Once again we are told that faced with destruction, in fear and amazement, he fell to the earth and could hear no more.

On the other side of the pivot point, where item M’ refers to limbs receiving strength in v. 23, there may be even more parallels in this chiasmus:

22 Yea, methought I saw, even as our father Lehi saw, God sitting upon his throne, surrounded with numberless concourses of angels, in the attitude of singing and praising their God; yea, and my soul did long to be there.

23 But behold, my limbs did receive their strength again, and I stood upon my feet, and did manifest unto the people that I had been born of God.

24 Yea, and from that time even until now, I have labored without ceasing, that I might bring souls unto repentance; that I might bring them to taste of the exceeding joy of which I did taste; that they might also be born of God, and be filled with the Holy Ghost.

[Page 304]25 Yea, and now behold, O my son, the Lord doth give me exceedingly great joy in the fruit of my labors;

26 For because of the word which he has imparted unto me, behold, many have been born of God, and have tasted as I have tasted, and have seen eye to eye as I have seen; therefore they do know of these things of which I have spoken, as I do know; and the knowledge which I have is of God. [emphasis added]

In light of Brueggemann’s work, falling to the earth in Alma 36 may do much more than just convey Alma2’s great fear, but may serve as an equivalent to returning to the dust, invoking these symbols:

  • physical death
  • spiritual death (falling away from God)
  • rebellion, sin, breaking the covenant
  • losing power, authority, life
  • destruction

The association of death with falling to the earth is reinforced with many elements, including references to destruction, the deathlike state of his body, suffering the pains of hell, and Alma2’s being in this state “for three days and three nights” (v. 10).

The possibility that Alma2’s fall to the earth is meant to be associated with the dust-related themes introduced by Lehi is reinforced by the words, or rather word, of the angel to fallen Alma2: “Arise” (v. 8). This word is repeated as Alma2 states that “I arose and stood up,” unnecessarily redundant unless Alma were reinforcing the word arise.21 Alma2 explicitly mentions Lehi in Alma 36:22, the prophet who used Isaiah’s dust-related imagery so effectively in his final speech to his sons.
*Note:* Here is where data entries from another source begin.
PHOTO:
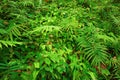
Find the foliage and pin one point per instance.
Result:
(59, 40)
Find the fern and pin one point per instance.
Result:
(9, 43)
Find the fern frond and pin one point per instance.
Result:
(9, 43)
(96, 53)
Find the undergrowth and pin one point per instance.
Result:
(60, 40)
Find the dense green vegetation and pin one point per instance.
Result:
(59, 39)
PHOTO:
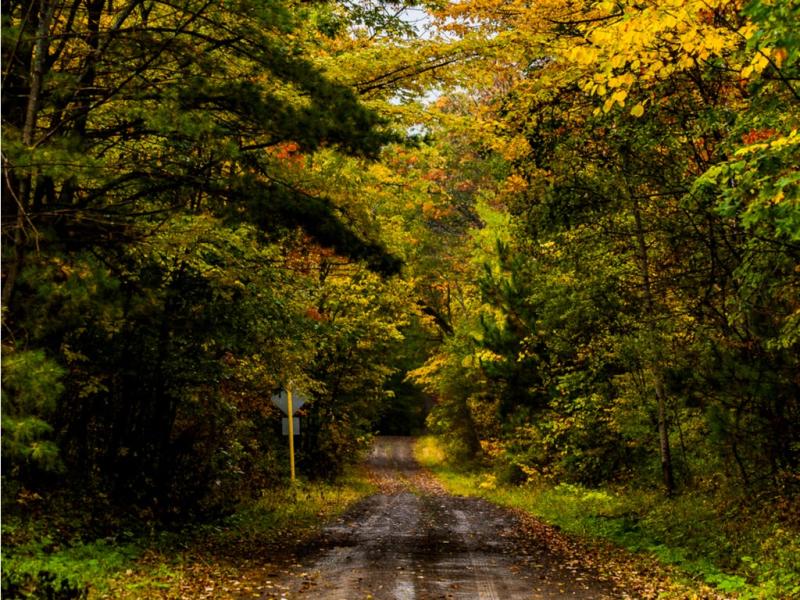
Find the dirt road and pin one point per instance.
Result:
(414, 541)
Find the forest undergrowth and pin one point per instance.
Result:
(710, 538)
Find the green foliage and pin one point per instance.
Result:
(707, 535)
(32, 385)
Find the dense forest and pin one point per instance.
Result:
(563, 236)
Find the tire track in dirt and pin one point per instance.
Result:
(413, 541)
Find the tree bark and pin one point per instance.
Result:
(658, 384)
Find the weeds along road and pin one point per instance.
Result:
(412, 540)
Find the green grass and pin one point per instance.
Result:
(739, 551)
(35, 565)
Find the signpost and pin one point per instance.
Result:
(289, 403)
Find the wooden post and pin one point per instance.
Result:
(291, 428)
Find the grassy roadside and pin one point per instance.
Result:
(740, 555)
(234, 556)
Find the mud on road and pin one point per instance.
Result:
(412, 540)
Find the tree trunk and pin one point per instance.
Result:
(655, 367)
(23, 192)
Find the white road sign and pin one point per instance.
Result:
(281, 400)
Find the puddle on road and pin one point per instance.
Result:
(407, 544)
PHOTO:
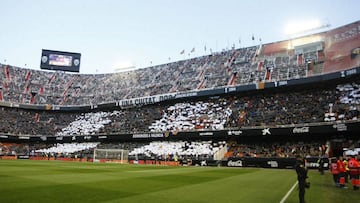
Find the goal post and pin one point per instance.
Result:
(111, 156)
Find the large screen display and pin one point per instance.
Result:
(59, 60)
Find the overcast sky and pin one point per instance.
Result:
(111, 34)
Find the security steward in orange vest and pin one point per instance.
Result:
(301, 172)
(342, 171)
(354, 170)
(334, 170)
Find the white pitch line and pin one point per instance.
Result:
(288, 193)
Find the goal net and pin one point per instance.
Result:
(111, 155)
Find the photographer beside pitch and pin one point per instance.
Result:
(301, 172)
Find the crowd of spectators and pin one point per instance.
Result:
(325, 103)
(285, 150)
(232, 67)
(174, 150)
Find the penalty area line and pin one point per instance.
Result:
(289, 192)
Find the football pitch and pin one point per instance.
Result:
(56, 181)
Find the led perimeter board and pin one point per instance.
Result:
(59, 60)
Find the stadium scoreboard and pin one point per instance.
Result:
(59, 60)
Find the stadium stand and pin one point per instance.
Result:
(293, 85)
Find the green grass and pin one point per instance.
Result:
(53, 181)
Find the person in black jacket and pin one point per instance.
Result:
(301, 172)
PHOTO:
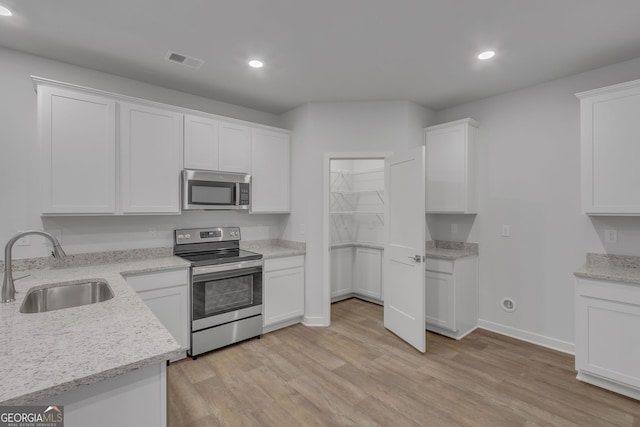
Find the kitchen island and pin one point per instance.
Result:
(90, 358)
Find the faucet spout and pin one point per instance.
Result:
(8, 287)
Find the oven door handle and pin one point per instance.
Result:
(228, 267)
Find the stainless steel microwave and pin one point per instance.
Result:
(211, 190)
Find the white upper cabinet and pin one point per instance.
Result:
(77, 136)
(270, 171)
(610, 149)
(201, 143)
(150, 159)
(451, 167)
(235, 148)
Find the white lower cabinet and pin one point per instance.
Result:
(283, 292)
(607, 319)
(452, 296)
(167, 295)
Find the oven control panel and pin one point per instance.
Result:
(203, 235)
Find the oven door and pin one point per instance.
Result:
(224, 293)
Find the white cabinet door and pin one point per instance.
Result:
(607, 342)
(283, 290)
(610, 149)
(341, 272)
(451, 163)
(368, 278)
(440, 309)
(201, 143)
(235, 148)
(270, 171)
(150, 159)
(78, 144)
(171, 306)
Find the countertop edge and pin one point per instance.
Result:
(30, 398)
(610, 277)
(170, 350)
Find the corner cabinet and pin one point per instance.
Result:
(451, 167)
(150, 159)
(610, 149)
(270, 171)
(283, 292)
(452, 296)
(166, 293)
(78, 152)
(607, 321)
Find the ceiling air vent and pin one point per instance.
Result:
(189, 61)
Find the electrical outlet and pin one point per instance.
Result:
(610, 236)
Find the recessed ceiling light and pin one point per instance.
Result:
(487, 54)
(5, 12)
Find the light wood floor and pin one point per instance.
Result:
(356, 373)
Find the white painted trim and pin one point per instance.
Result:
(316, 321)
(37, 81)
(271, 328)
(326, 235)
(542, 340)
(609, 385)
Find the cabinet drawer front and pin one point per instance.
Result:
(439, 265)
(282, 263)
(159, 280)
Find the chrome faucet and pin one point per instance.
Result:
(8, 288)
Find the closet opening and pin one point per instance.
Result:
(354, 227)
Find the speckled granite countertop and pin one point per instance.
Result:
(444, 249)
(616, 268)
(274, 248)
(45, 354)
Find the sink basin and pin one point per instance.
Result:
(66, 295)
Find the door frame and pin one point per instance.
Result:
(326, 234)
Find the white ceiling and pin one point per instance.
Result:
(331, 50)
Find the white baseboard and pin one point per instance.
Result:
(316, 321)
(271, 328)
(542, 340)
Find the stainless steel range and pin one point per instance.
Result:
(226, 287)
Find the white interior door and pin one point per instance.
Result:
(404, 288)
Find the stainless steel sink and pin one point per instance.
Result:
(66, 295)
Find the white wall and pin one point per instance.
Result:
(19, 189)
(530, 179)
(319, 128)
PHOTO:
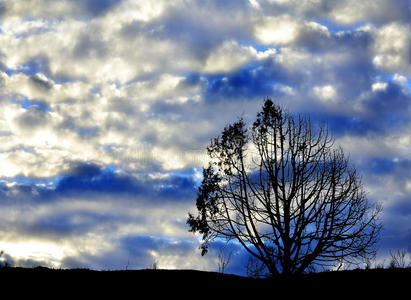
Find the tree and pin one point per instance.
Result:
(285, 193)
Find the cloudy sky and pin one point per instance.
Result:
(106, 108)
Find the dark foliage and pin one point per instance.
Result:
(286, 194)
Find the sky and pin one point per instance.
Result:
(106, 108)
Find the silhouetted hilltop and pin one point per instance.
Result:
(184, 282)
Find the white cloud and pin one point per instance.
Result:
(325, 93)
(392, 48)
(379, 86)
(228, 57)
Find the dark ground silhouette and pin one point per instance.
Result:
(191, 283)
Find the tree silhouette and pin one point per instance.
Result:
(285, 193)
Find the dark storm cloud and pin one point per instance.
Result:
(97, 7)
(90, 178)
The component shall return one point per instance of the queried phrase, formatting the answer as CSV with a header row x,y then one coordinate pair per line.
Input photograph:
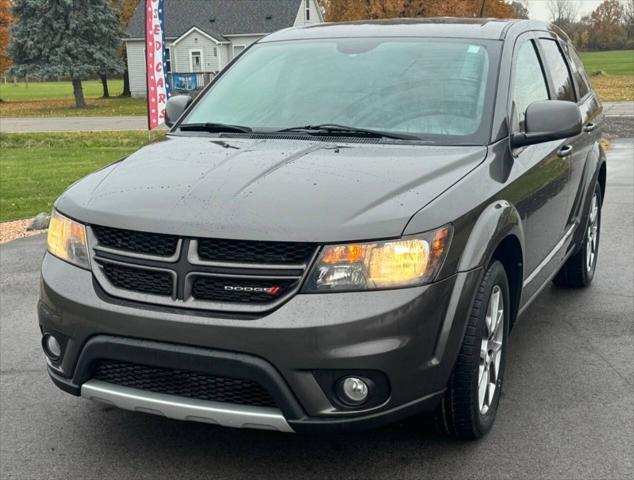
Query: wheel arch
x,y
498,234
602,179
In considering the terms that could stand in contrast to such a fall to the dust of the earth, literally a case of “falling again,” what could be more appropriate than being “born again,” with its implications of spiritual renewal, entering into the covenant, and receiving life, power, and grace from God? Just as our “loose” upper midsection of the chiasmus mentions Alma2’s fall to the earth three times, the related section in the lower midsection also mentions being born again three times.

In light of the dust/death/fall themes in the upper midsection and the contrasting concepts of being born again and entering into the [Page 305]covenant with God in the lower midsection, perhaps the seemingly sparse, amorphous mid-sections of the chiasmus’s wings are actually loaded with more structure than previously realized.

The loose section, comprising vv. 5–15 on the upper side and vv. 23–26 on the lower, spanning items K, L, M, and N in Welch’s mapping, actually has more than just 4 little phrases in common. There are multiple concepts with multiple dimensions interspersed in a complex passage. Rather than neatly parse it as a simple linear chiasmus, look at the interwoven block of themes.

The first section has these major themes:

  • Alma2 falls to the earth. After being told to “arise,” he arose and stood up but soon fell again. He is literally “fallen again” in the presence of an angel, fallen from God. His falling to the earth is mentioned three times (vv. 7, 10, 11).
  • Alma2 is like one who is dead. He can’t move his limbs (v. 10), he can’t open his mouth (v. 10), and he can’t hear (v. 11). Three times we learn that his body isn’t working: limbs, mouth, and ears are not functioning.
  • He is not only as if dead but as if in hell, experiencing the pains of a damned soul (vv. 12–13). Body and soul are affected.
  • Alma2 was seeking to destroy the Church of God. This is mentioned three times (vv. 6, 9, 11). Speaking of destruction, he is warned that he will be destroyed if he keeps seeking to destroy the Church of God.
  • He has not kept God’s commandments, meaning that he has departed/fallen from the covenant (v. 13). Worse yet, he has led others away from God, causing them also to die, or he “had murdered many of his children” (v. 14), causing inexpressible horror at the thought of coming into God’s presence.
  • He yearns to “become extinct [dead] both soul and body” (v. 15).
  • These events are precipitated by the appearance of an angel (v. 6), who speaks to the sons of Mosiah with the voice of thunder (v. 7).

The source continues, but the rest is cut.